After the scene quality is considered satisfactory and the tracking starts, you should dynamically check the tracking status using the TrackingAccuracy API in the PXCScenePerception module . This API provides tracking accuracy.
| Name | Description |
|---|---|
| High | High tracking accuracy |
| Low | Low tracking accuracy |
| MED | Average tracking accuracy |
| FAILED | Tracking Failure |
To maximize the quality of scene data, you can also adjust the resolution of voxels (a voxel is a unit of resolution for a three-dimensional image). Depending on what the camera is tracking (space the size of a room, table surface, or an object located close to it), adjust the resolution of the voxels according to the table below for best results.
| Name | Description |
|---|---|
| LOW_RESOLUTION | Low resolution voxels. Use this permission to track room-sized space (4/256 m). |
| MED_RESOLUTION | The average resolution of voxels. Use this resolution to track the surface of a table (2/256 m). |
| HIGH_RESOLUTION | High resolution voxels. Use this permission to track small objects (1/256 m). |
3D Scanning The 3D Scanning algorithm provides the alerts shown in the table below. Use PXC3DScan :: AlertEvent to get this data .
| Name | Description |
|---|---|
| ALERT_IN_RANGE | The subject is at a suitable distance. |
| ALERT_TOO_CLOSE | The subject is too close to the camera. Invite the user to move the object away from the camera. |
| ALERT_TOO_FAR | The subject is too far from the camera. Invite the user to move the object to the camera. |
| ALERT_TRACKING | The subject is tracked correctly. |
| ALERT_LOST_TRACKING | Tracking of the captured subject is lost. |
If the application contains data on camera tracking and the limitations of the module used, this data can be used to provide visual feedback, clearly indicating to users how their actions were interpreted by the camera. In case of loss of tracking, you can show how to work with the camera more correctly. Examples of visual feedback are shown here solely as an example, they must be adapted in accordance with the requirements of the application and with the user interface device.
Sample training program at startup.

Figure 11. Training
Preview of a shot area or subject.

Figure 12. Preview
Prompts for the user.

Figure 13. Tips for the user
Снижение утомляемости в случае, когда пользователь держит устройство в руках
Most applications will use the device with both active and inactive camera modes. (These two modes differ as follows: the camera works in the active mode when the user is holding a tablet in order to view the scene through the camera or for shooting; the camera works in the inactive mode when the user places the tablet and works with the contents on the screen, camera is off). To reduce user fatigue, it is necessary to understand how the user holds and uses the device in each of these modes, and choose the interaction zones accordingly. When using the camera in active mode, the user gets tired faster because he holds the device on weight, as shown in Fig. 14.

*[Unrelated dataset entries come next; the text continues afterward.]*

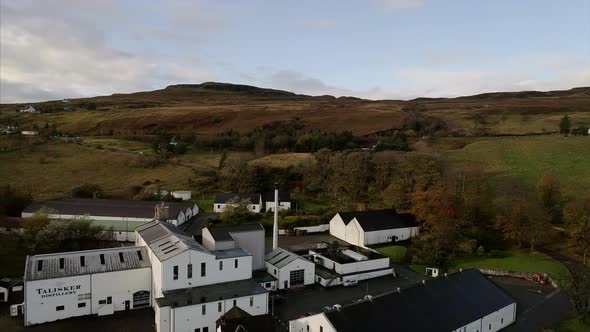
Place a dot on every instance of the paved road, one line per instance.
(313, 299)
(537, 306)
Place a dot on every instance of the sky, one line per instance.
(376, 49)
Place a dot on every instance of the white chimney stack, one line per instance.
(275, 227)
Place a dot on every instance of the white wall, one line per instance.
(313, 323)
(43, 296)
(284, 274)
(189, 318)
(337, 227)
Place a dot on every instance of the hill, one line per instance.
(211, 108)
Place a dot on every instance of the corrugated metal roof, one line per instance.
(75, 263)
(281, 257)
(166, 240)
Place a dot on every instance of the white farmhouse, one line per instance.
(444, 304)
(123, 216)
(364, 228)
(247, 237)
(290, 269)
(188, 286)
(222, 199)
(284, 201)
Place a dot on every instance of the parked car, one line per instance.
(349, 283)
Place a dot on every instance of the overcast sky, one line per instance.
(53, 49)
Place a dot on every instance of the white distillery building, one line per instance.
(337, 266)
(71, 284)
(188, 286)
(443, 304)
(222, 199)
(290, 269)
(284, 201)
(364, 228)
(247, 237)
(123, 216)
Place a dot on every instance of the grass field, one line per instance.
(51, 170)
(528, 158)
(518, 261)
(397, 254)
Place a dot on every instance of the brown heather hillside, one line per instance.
(211, 108)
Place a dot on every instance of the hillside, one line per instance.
(211, 108)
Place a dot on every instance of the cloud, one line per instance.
(398, 4)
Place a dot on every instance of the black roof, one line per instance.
(284, 196)
(238, 320)
(107, 207)
(222, 198)
(376, 220)
(214, 292)
(443, 304)
(222, 233)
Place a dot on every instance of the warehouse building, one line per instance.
(71, 284)
(344, 265)
(188, 286)
(443, 304)
(290, 269)
(123, 216)
(247, 237)
(364, 228)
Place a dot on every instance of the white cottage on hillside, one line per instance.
(364, 228)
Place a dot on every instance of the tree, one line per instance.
(548, 191)
(565, 125)
(577, 224)
(236, 211)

Figure 14. Using the device in active and inactive modes
Выбор подходящего режима для действия
The usage mode also directly determines the nature of interaction with the application through the user interface. In active mode, the user holds the device with both hands. Therefore, any visual elements of the application, such as buttons, should be in easily accessible places on the screen. Studies show that in such cases it is best to use the edges of the screen. Recommended touch zones are shown in fig. 15. In addition, in the active mode, the accuracy of the touch decreases, so the active mode is best suited for short-term shooting.
On the contrary, in the inactive mode it is more convenient for the user to work with the device, the user interacts more precisely with the interface elements and can use the application for a long time.

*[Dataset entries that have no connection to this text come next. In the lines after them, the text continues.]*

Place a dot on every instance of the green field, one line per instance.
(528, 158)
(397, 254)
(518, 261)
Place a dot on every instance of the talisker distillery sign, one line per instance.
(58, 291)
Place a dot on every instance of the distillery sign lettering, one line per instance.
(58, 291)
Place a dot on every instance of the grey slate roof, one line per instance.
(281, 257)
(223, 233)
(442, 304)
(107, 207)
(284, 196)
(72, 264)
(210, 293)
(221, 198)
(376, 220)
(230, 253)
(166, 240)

Figure 15. Touch zones in active and inactive modes
API links in the SDK documentation
Conclusion
When developing applications using Intel® RealSense ™ technology, developers must take into account the needs and specifics of the end-user experience from the earliest stages. The recommendations given in this article will serve as the basis for solving some important problems of user interfaces and for implementing the necessary components in the code using the SDK.